Saranda, Ksamil e… vaffanbagno

La prima meta che ci era stata suggerita come destinazione del soggiorno albanese era Saranda. Approfondendo un po' abbiamo aggiustato il tiro verso Borsh, ma ci era rimasta la curiosità.

Un giorno abbiamo deciso di investire un paio d'ore di strada per visitare comunque il luogo.
Saranda si trova a circa 30 km a sud di Borsh, che è una distanza pari a quella che copro quotidianamente per recarmi al lavoro in mezz'ora scarsa.
Qui ovviamente i tempi di percorrenza si dilatano a dismisura perché è strada di montagna, e non intendo il Brennero.

Oltre ai cavalli, le capre e le vacche di cui ho già detto, bisogna rispettare i tempi di altri elementi nel senso di marcia: l'andatura rallenta attraversando i centri abitati, fino a procedere a senso unico alternato davanti ai locali dove le auto sono parcheggiate in modo da lasciare il passaggio solo ad una (un posto in particolare mi ha colpito: un vero e proprio garage attrezzato a bar, ovvero dotato di un frigorifero, nel quale si radunavano una quindicina di uomini).

Fuori dai centri abitati ci sono i cicloturisti; c'è il nonno col nipote in motorino (il nipote alla guida, il nonno dietro); ci sono le donne sedute sul ciglio a conversare; ci sono gli automobilisti oltremodo prudenti e quelli che invece non lo sono affatto.

Insomma più di un'ora per arrivare a Saranda.
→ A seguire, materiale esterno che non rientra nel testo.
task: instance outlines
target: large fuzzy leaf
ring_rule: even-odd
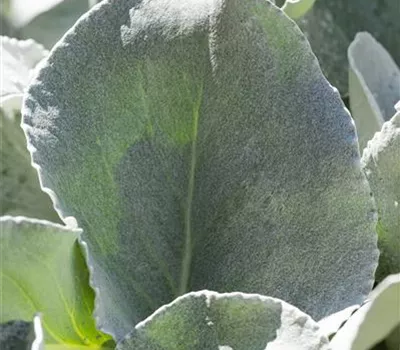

Da distante si riconosce già un grosso agglomerato di case, poi facendo ingresso nel paese si incontrano diversi tizi che ti propongono un alloggio: li riconosci perché sorreggono un cartone su cui è scritto con un pennarello HOTEL o ROOM FOR RENT.
Se il vostro lavoro vi sembra poco stimolante ricordate sempre che c'è chi per professione sostiene un'insegna.

Più ci addentriamo nel centro abitato e più ho la sensazione di trovarmi in una delle nostre località balneari a ferragosto quando questo cade di domenica.

E dire che dopo la terza domenica di agosto credevo, a giudicare dallo svuotamento di Borsh, che fossimo rimasti i soli in vacanza.

Il litorale a questo punto della costa diventa sabbioso, ma non si tratta di una sabbia finissima che intorbida l'acqua: lo specchio rimane azzurrissimo a riva, e blu qualche metro oltre.

Ci sono numerosissime spiagge e altrettanti bar, ristoranti, negozi.
L'unica cosa che manca è il parcheggio.
A guardare dal piano strada non sembra nemmeno ci siano molti posti liberi in spiaggia.

Procediamo oltre verso Ksamil, una località molto rinomata ma meno conosciuta, che si trova decina di km più avanti, speranzosi di trovare un posto al sole, o magari anche all'ombra.
Meno conosciuta forse solo da noi: ci ritroviamo in quello che può essere l'equivalente balneare di un centro commerciale al 24 dicembre alle cinque del pomeriggio, cioè un delirio di gente.

Qui il parcheggio c'è (a pagamento ma c'è); una volta in spiaggia cerchiamo di individuare un metro quadro dove stendere l'asciugamano, uno per tutti noi quattro, ma non c'è. Non c'è spazio nemmeno per un francobollo; nemmeno posti in piedi.
Si avvicina un ragazzo a chiederci cosa vogliamo; avete ombrelloni? No. Ripiego: pedalò? No.
A quel punto, non avendo intenzione di chiedere un permesso di soggiorno, abbiamo rinunciato a distenderci al sole e ci siamo accontentati di un semplice bagno.
Fondale sabbioso, acqua cristallina, discesa graduale, temperatura perfetta: evidentemente sono elementi che aggradano ai più.

Riduciamo quindi l'intera giornata a un bagno e un pranzo. La locandiera sembra felice di avere ospiti italiani, parlo bene l'italiano afferma.
Perfetto così posso sgomberare tutti i dubbi che ho ogni volta davanti a un menù.
Ecco diciamo che il suo italiano era ancora molto 'to be improved' ma per tradurre al meglio ho deciso di provare direttamente, così la gita si è conclusa con un'ottima saganaki shrimps.